13. O Escola Sem Partido propõe judicializar a Educação. Processar
professores resolve?
Não é racional nem eficiente mover a já sobrecarregada máquina do Judiciário
(sâo 70 milhões de processos!) para solucionar questões que as pessoas podem
resolver entre si. Uma saída educativa deve seguir pela rota do diálogo. Se há
suspeita de doutrinação, a primeira coisa a fazer é uma conversa franca entre
professor, aluno e pais, se for o caso. Isso é bom para todo mundo. Persistindo
o problema, os gestores escolares podem ser acionados. Se necessário, há ainda
as ouvidorias das secretarias de Educação.
14. Faz sentido ter essa discussão?
Nas ditaduras, os debates são sufocados. Nas democracias, eles são acolhidos e
estimulados - sem restrição. Se um grupo de pessoas acha importante levantar
uma discussão e defender os seus pontos, ele tem todo o direito de fazer isso.

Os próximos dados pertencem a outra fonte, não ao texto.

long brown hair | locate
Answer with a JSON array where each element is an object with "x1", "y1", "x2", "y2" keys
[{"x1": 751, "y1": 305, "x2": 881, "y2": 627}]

Certamente o Escola Sem Partido tem suas razões, e ignorá-lo ou desprezá-lo não
é o melhor caminho. Nossa opção é pelo debate desarmado, focado em ideias e
evidências.
Além disso, o debate sobre a iniciativa tem levantado vários
pontos relevantes sobre a participação dos pais na escola, sobre a
responsabilidade dos professores e sobre a autonomia dos alunos. Para manter
esse canal aberto, a melhor forma é aumentar o diálogo, e não restringi-lo.